Falta um dia para o evento acontecer e tudo agora toma seu rumo. Depois de pagar toda a festa, minha mãe encontrou o cartão em seu criado mudo e não suspeitou de nada, quando a conta chegar ela vai achar que foi de algumas de suas absurdas compras de sapatos, roupas e acessórios. Estou muito feliz com tudo. Esses 4 dias sem muito alvoroço e sem muitas surpresas me dão satisfação e motivos para viver, tirando, claro, a chave do motel que eu encontrei nas coisas da minha mãe, mas eu terei tempo o suficiente para pensar nisso depois, ou pelo menos eu acho que terei, mas não quero pensar nisso agora. Meus pais vão fazer 15 anos de casados amanhã e eles estão radiantes. Agora eles estão se tornando o casal que eu imaginei que fossem um dia.
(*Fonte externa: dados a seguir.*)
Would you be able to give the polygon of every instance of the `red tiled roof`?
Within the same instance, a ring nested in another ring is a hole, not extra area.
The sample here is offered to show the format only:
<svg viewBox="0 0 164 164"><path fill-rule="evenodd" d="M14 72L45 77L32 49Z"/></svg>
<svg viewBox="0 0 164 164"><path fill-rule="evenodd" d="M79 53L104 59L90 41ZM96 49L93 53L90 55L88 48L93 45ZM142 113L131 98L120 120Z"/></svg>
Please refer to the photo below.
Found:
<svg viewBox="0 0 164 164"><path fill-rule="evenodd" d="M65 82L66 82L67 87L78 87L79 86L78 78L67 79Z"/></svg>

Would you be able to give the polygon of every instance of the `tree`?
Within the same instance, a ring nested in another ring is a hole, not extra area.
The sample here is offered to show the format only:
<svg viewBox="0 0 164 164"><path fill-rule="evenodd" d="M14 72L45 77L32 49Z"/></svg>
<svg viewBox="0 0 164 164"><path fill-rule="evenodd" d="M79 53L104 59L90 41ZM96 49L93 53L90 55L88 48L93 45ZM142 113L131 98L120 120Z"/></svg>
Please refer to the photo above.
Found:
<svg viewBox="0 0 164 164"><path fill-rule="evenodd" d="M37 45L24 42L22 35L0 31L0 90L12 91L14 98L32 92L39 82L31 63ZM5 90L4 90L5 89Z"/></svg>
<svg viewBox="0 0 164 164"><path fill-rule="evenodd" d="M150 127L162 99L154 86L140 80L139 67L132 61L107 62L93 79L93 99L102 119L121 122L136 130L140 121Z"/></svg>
Com tudo pronto para amanhã, ligo para Pietro pra nós passarmos o dia juntos, preciso comprar alguma coisa para os meus pais (mesmo eu sabendo que eles tem tudo), e no intervalo a gente poderia ter um tempo para nós, mas as ligações são um desperdício. Ligo uma. Duas. Três. Trinta e cinco. Sessenta e duas vezes... Todas dizem que o seu número está ocupado, e então me desespero. Onde será que Pietro está? Já não bastava tudo que ele já fez, lhe dou uma segunda chance e é assim que ele me agradece? Está pra nascer pessoa mais generosa do que eu. Ligo para a mãe, para a avó, para todos os seus parentes e ninguém atende. Será que todos viajaram e não me contaram, ou foram abduzidos ou ainda pior, viraram zumbis? Estou ficando paranoica, eu sei, mas é isso que o amor faz em nós, nos cega, nos desabilita, nos deixa incapaz de viver. Parece que todas as coisas que as pessoas fazem são para me atingir, não é possível.


Sem demora, tomo uma decisão: vou procurar Pietro em todas as ruas possíveis, todos os becos e vielas dessa São Paulo, e vou encontrá-lo. Arrumo uma mini mochila de couro, com uma estampa listrada que eu tenho e a preencho com o meu celular, meu casaco, uma lanterna e um estilete por via das dúvidas. Esse mundo está cada vez mais perigoso e os inteligentes são aqueles que sabem se defender, ou pelo menos aqueles que correm na hora do medo. É muito para eu pensar, então fecho o zíper da mochila e quando bato a porta do meu quarto, sinto uma imensa vontade de ir ver Laura. Com toda essa arrumação da festa me esqueci que tenho uma irmã. Que Deus me perdoe. Bato na porta do seu quarto e ela abre sem nenhuma intervenção, minha ou dela. Essa porta nunca fica aberta. Entro aos poucos no quarto e faço uma revista panorâmica no lugar com o olhar, e ao parar do lado da cama dela, percebo que tem vários pedaços de pizza no chão e uma mão que emerge para fora da cama, ou melhor dizendo, debaixo dela. Fico paralisada. Me desespero.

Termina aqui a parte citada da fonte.